Quel bilan faites-vous de la mise en place du décret Peillon dans les communes qui l’ont mis en œuvre depuis presque un an ? Tout cela a semblé parfois très chaotique.

Dans le mois qui a suivi la rentrée, j’ai eu effectivement des appels à l’aide de parents, d’enseignants, qui me disaient leur amertume par rapport à ce qu’on avait pu leur présenter comme une réforme menée « dans l’intérêt de l’enfant ». Je me souviens d’un père de famille, à côté d’Amiens, qui souhaitait que je lui rédige un argumentaire pour le maire de sa commune qui disait s’appuyer sur des travaux de chronobiologistes pour faire une longue pause méridienne. Ses jeunes enfants étaient épuisés, pleuraient et ne voulaient plus aller à l’école !

Allonger la pause méridienne permettait au maire de garder les mêmes animateurs que pour la cantine et de ne pas investir davantage. Donc les enfants se retrouvaient à avoir deux heures quarante-cinq, au milieu de la journée, à s’énerver et se bousculer dans la cour de récréation. C’est totalement absurde puisque la pause de midi est un temps qui doit être aménagé le mieux possible ! Voilà un exemple, mais il y en a des centaines de ces aberrations qui ont pu être développées.

D’autre part, personne ne peut dire précisément s’il y a eu des améliorations là où la réforme s’est appliquée puisqu’on n’a pas pris la précaution de faire un diagnostic de base : fatigue des enfants, qualité de vie professionnelle des enseignants, qualité des activités, etc. On fonctionne sur un niveau de satisfaction qui, parfois, se résume pour les maires à dire je suis content d’avoir un adulte devant mon groupe d’enfants. Sans parfois se préoccuper de la taille du groupe d’enfants. J’ai découvert des groupes de 28 enfants.
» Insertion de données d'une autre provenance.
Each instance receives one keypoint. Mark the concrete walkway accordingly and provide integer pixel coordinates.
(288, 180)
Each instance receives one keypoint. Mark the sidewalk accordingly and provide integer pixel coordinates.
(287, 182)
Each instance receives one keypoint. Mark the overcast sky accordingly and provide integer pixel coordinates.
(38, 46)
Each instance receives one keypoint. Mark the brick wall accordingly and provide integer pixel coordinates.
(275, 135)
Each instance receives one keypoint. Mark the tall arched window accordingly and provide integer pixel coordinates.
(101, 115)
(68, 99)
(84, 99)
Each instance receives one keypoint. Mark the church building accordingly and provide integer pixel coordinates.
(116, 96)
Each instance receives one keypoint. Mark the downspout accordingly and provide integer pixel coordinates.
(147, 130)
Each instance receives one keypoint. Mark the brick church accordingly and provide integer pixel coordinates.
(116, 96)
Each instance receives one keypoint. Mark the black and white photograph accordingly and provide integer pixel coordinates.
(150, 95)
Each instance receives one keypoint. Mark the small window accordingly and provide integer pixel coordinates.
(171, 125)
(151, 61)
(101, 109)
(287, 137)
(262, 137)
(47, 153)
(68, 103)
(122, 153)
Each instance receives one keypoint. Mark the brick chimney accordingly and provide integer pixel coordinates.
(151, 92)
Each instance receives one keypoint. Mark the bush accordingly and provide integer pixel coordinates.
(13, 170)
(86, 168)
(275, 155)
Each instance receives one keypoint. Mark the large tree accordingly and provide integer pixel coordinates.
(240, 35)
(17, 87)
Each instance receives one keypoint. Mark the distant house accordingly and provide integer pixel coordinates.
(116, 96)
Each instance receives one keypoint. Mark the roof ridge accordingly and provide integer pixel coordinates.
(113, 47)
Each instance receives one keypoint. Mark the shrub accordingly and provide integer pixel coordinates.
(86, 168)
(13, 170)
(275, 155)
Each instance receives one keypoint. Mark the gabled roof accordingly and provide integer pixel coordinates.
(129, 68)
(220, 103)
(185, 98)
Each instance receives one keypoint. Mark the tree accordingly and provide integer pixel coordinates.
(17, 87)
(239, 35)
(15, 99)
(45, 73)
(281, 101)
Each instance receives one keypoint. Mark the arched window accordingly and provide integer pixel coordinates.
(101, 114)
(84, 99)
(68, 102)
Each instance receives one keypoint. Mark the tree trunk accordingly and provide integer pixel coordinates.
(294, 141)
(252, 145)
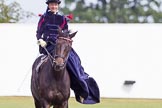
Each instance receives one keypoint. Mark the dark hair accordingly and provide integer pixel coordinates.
(53, 1)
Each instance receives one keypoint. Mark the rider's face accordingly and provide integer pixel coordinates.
(53, 7)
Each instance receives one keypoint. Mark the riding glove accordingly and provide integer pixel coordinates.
(42, 43)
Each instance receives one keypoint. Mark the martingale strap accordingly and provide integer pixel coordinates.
(66, 39)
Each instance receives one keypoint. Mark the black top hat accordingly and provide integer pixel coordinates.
(55, 1)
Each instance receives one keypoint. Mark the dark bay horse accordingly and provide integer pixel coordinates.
(50, 86)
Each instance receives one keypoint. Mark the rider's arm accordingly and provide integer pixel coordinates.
(40, 28)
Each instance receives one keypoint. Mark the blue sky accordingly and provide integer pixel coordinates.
(37, 7)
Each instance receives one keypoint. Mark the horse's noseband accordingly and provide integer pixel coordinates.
(60, 61)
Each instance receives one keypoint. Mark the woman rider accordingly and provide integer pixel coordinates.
(85, 88)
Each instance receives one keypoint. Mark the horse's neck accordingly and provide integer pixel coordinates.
(59, 75)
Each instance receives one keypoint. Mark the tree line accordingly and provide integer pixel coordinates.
(101, 11)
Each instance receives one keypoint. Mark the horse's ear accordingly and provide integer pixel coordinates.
(73, 34)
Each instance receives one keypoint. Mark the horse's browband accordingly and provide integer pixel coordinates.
(66, 39)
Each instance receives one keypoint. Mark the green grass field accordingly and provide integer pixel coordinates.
(27, 102)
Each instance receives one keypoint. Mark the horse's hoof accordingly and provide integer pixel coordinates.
(81, 99)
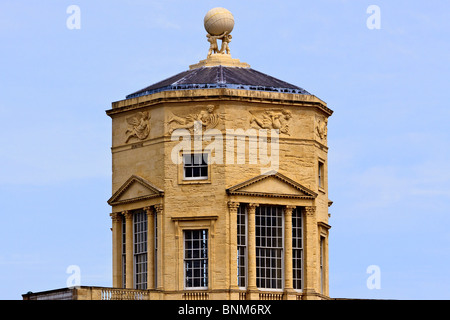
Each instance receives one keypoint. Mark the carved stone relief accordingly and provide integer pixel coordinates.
(138, 126)
(321, 129)
(271, 119)
(195, 123)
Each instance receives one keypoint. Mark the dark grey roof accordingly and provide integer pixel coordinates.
(220, 77)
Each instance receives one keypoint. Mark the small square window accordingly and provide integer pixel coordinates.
(195, 166)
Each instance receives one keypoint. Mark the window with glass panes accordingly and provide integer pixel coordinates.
(195, 166)
(140, 249)
(196, 258)
(269, 247)
(297, 248)
(124, 258)
(242, 245)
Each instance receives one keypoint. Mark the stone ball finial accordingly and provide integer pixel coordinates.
(218, 21)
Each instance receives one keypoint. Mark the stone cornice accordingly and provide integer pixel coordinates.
(306, 193)
(222, 94)
(154, 191)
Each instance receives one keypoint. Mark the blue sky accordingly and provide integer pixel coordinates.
(389, 168)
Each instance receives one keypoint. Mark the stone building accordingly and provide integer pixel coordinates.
(219, 187)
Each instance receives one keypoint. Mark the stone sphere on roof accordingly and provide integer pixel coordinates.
(218, 20)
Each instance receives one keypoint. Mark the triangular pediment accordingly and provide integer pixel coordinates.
(135, 189)
(272, 184)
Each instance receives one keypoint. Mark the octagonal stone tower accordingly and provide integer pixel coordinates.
(220, 185)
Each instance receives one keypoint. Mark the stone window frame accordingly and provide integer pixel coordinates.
(181, 177)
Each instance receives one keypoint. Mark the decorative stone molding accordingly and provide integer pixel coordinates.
(139, 126)
(125, 193)
(277, 119)
(250, 187)
(116, 217)
(233, 206)
(310, 211)
(195, 123)
(321, 129)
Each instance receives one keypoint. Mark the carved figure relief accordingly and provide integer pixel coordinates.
(214, 48)
(272, 119)
(139, 126)
(195, 123)
(321, 128)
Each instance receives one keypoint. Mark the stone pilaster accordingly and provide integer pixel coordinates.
(311, 262)
(117, 249)
(288, 284)
(150, 248)
(159, 209)
(251, 253)
(129, 281)
(232, 248)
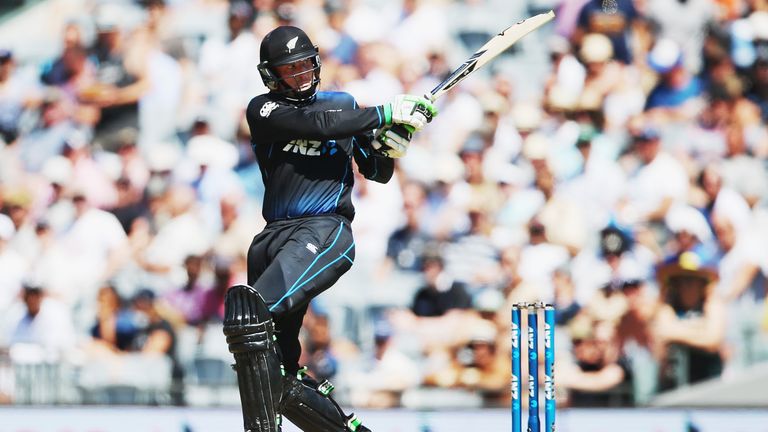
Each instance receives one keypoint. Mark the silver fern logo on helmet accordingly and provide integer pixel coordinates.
(291, 44)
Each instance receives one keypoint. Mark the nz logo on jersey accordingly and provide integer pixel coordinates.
(291, 45)
(311, 147)
(267, 109)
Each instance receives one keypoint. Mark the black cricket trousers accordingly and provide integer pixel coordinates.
(292, 261)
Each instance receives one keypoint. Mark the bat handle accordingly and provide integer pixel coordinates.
(405, 131)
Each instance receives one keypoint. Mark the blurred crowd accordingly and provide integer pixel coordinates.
(612, 163)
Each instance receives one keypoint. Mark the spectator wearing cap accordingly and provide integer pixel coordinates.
(385, 373)
(42, 322)
(722, 199)
(117, 84)
(228, 68)
(690, 323)
(657, 182)
(215, 160)
(603, 73)
(49, 135)
(600, 184)
(156, 336)
(182, 234)
(690, 231)
(568, 73)
(129, 205)
(90, 173)
(758, 89)
(17, 204)
(740, 279)
(684, 22)
(318, 351)
(616, 24)
(742, 285)
(17, 93)
(677, 95)
(407, 245)
(13, 266)
(233, 240)
(96, 246)
(335, 39)
(539, 258)
(742, 170)
(213, 301)
(635, 334)
(187, 300)
(476, 185)
(440, 292)
(476, 364)
(115, 327)
(472, 257)
(604, 268)
(596, 375)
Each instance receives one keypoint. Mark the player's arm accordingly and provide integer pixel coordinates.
(277, 120)
(373, 165)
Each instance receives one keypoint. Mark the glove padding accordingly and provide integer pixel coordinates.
(410, 110)
(392, 142)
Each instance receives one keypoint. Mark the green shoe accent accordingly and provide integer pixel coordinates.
(387, 114)
(301, 373)
(353, 423)
(325, 388)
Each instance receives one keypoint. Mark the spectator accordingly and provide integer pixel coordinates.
(690, 322)
(539, 259)
(385, 373)
(676, 96)
(13, 266)
(156, 336)
(17, 93)
(228, 66)
(597, 375)
(441, 293)
(722, 199)
(189, 299)
(42, 322)
(658, 181)
(116, 328)
(407, 245)
(213, 303)
(477, 365)
(616, 23)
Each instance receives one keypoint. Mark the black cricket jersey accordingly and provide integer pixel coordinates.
(305, 153)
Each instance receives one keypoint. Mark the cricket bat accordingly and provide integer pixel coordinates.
(495, 46)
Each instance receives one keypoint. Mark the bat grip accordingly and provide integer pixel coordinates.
(424, 111)
(404, 131)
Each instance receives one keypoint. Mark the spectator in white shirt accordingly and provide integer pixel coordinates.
(656, 184)
(41, 321)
C’est illégal mais qu’importe ! Ils n’ont simplement pas le financement de la CNAF (Caisse d’allocation familiale).

Depuis le début, cette réforme cristallise des oppositions, des crispations, des tensions entre les maires, les enseignants, les parents. Le ministère n’est-il pas condamné sur un tel sujet à des formes de compromis forcément décevantes alors que les intérêts sont parfois divergents ?

D’abord, je voudrais dire que ceux que l’on dit être le plus opposés à la réforme des rythmes, à savoir les enseignants et a fortiori le Snuipp-FSU, ne le sont en fait pas. Je suis intervenue dans pratiquement tous les départements de France depuis deux ans. Ce que j’ai pu constater et je n’ai cessé de le dire à M. Peillon et son entourage, c’est que les enseignants n’avaient qu’une envie, c’est qu’on les écoute enfin. Pour beaucoup, ce sont des enseignants en burn out, en épuisement professionnel. Ils ont été laminés pendant des années, on n’a pas arrêté de leur envoyer des injonctions contradictoires, de les infantiliser. Ils attendaient donc de ce nouveau gouvernement qu’on les écoute à nouveau. Il fallait qu’ils soient assurés de la confiance qu’on a en eux et de l’apport du ministère pour les aider à réfléchir à d’autres pratiques pédagogiques.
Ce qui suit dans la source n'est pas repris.